RE: Thoughts on Buddhism
February 18, 2012 at 4:39 pm
(This post was last modified: February 18, 2012 at 5:03 pm by Angrboda.)
Just a minor point, but it's not clear who actually wrote the New Testament, nor that they would be what we now consider Christians. It's not known specifically which traditions the separate writers of the New Testament belonged to, nor that there even was a tradition that was recognizably Christian at the time of the writing. To assume the writers of the New Testament were Christian is an anachronism which is still hotly debated.
(February 18, 2012 at 3:22 pm)Abracadabra Wrote: There is no hope for saving the biblical picture via mere interpretations.
It's far more problematic that this.
Take the very basis for the whole tale (i.e. The fall from grace)
Gen 3:14 And the LORD God said unto the serpent, Because thou hast done this, thou art cursed above all cattle, and above every beast of the field; upon thy belly shalt thou go, and dust shalt thou eat all the days of thy life:
As written, there isn't much to "interpret". It either means what it says, or we need to appeal to grossly abstract metaphors to avoid accepting that it actually says what it says in an effort to try to pretend that it says something else, (something preferably far more reasonable if we're trying to support the myths) But to do that would be nothing more than to blatantly attempt to make these fables into something they aren't.
I respectfully disagree. I just Tuesday had a spirited discussion with a handful of Christians about interpreting the Genesis narrative which I found meaningful, sensible and profitable. I think you are letting yourself be hamstrung by an overly strict and stereotyped hermeneutic.
(February 18, 2012 at 3:22 pm)Abracadabra Wrote: What sense would it be to pretend to change a story so completely via highly unrelated abstract metaphors that the story we end up supporting has no relevance to the original scriptures?

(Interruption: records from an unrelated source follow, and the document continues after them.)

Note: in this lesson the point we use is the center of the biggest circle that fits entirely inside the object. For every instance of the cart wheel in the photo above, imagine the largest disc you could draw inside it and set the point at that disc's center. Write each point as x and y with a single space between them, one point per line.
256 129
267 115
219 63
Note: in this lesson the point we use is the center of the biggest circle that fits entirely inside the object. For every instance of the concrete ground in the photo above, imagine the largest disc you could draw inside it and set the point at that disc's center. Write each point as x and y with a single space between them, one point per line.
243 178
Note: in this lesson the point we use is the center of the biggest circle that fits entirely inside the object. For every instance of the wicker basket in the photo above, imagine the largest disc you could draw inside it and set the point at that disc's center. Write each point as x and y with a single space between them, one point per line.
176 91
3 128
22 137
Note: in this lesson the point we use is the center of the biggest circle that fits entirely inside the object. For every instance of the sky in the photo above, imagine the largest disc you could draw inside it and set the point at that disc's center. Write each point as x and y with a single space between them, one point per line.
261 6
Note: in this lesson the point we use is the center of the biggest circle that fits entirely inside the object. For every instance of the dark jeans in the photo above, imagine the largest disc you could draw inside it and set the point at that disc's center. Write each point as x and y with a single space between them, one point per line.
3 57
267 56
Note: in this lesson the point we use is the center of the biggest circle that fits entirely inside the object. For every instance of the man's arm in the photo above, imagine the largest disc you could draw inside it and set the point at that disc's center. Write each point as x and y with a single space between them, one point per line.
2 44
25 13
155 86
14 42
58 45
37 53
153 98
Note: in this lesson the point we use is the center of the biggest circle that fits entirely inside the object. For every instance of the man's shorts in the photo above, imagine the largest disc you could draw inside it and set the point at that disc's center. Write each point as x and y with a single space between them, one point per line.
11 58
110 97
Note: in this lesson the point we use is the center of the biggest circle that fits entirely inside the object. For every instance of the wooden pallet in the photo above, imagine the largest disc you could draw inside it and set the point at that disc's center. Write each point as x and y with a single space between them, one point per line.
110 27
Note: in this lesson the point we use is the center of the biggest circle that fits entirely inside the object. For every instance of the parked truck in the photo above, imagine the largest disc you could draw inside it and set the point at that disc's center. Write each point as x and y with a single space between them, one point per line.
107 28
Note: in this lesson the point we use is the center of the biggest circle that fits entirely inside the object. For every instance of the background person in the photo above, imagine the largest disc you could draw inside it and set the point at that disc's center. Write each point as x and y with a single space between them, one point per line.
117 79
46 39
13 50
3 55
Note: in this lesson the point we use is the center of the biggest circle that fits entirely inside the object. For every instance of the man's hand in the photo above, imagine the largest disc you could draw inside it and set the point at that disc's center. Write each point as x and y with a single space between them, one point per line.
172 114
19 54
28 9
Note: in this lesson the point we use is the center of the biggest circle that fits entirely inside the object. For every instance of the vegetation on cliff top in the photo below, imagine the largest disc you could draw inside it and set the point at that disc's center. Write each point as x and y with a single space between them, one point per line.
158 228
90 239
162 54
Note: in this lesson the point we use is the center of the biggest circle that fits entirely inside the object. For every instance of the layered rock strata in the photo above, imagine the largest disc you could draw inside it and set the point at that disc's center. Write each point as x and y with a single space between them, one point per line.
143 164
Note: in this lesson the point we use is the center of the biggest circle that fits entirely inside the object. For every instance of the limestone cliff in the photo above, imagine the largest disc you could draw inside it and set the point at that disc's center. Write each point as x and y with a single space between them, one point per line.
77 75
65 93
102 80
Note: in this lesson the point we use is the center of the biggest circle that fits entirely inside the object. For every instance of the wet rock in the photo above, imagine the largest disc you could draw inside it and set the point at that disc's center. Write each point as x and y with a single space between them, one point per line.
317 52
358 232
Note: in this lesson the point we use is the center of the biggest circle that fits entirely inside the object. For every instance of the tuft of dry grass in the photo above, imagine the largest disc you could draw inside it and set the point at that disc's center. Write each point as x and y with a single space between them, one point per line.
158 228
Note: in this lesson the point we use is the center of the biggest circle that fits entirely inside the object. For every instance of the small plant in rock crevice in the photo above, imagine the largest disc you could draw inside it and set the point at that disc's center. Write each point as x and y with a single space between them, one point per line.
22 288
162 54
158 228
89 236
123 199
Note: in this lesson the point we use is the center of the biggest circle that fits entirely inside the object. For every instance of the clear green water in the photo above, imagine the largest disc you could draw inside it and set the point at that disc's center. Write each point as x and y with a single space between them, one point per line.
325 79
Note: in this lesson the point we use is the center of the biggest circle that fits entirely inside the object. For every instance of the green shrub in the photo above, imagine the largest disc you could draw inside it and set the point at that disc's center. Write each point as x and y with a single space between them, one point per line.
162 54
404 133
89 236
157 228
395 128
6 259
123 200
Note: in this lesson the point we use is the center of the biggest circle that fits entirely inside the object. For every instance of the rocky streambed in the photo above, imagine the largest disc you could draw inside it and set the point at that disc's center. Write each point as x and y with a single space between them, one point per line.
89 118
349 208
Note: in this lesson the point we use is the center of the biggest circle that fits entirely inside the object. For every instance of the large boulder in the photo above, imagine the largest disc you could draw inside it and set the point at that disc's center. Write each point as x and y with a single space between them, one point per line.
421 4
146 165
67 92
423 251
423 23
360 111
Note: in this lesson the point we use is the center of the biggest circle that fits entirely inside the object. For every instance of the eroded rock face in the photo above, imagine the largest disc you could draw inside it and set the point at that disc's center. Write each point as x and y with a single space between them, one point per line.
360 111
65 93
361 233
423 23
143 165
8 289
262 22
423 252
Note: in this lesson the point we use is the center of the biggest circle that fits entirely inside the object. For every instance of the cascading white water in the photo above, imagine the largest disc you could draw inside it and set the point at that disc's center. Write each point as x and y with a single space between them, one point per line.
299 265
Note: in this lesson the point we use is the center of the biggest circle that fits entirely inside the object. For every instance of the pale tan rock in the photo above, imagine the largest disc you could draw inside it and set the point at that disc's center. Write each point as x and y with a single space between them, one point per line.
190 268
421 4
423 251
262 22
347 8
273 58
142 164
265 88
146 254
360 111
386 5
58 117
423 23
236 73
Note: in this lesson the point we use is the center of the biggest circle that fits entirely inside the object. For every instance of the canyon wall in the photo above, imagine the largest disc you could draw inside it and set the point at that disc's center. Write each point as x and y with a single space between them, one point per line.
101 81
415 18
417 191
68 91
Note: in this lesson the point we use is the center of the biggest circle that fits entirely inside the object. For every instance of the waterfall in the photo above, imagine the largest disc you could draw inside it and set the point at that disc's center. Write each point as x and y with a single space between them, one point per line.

All reading requires interpretation, whether it's the Genesis narrative or a set of stereo instructions. You may be disinclined to follow the post-modernists in concluding that reading is rewriting, but there is no such thing as an uninterpreted text, nor a neutral interpretation.
(February 18, 2012 at 3:22 pm)Abracadabra Wrote: Above, in Genesis 3:14 we have this God cursing a demon, (supposedly a serpent), for having beguiled Eve into eating the forbidden fruit. What does this God do to solve this problem?
Again, we see the failure of your hermeneutic principles. There are at least two interpretations common here. The Christian interpretation reads the snake as a demon; there is nothing in the actual text to suggest this, and I'd have to check, but I doubt interpreting the snake as demonic is consonant with historical Judaism.
You're mixing your specific interpretation in as a standard by which you measure other interpretations, without any justification as to why your interpretation is privileged above other interpretations.
And the rest is just more bollocks based on your apparent misunderstanding of principles of hermeneutics and literary analysis, so I am not going to continue my point by point analysis.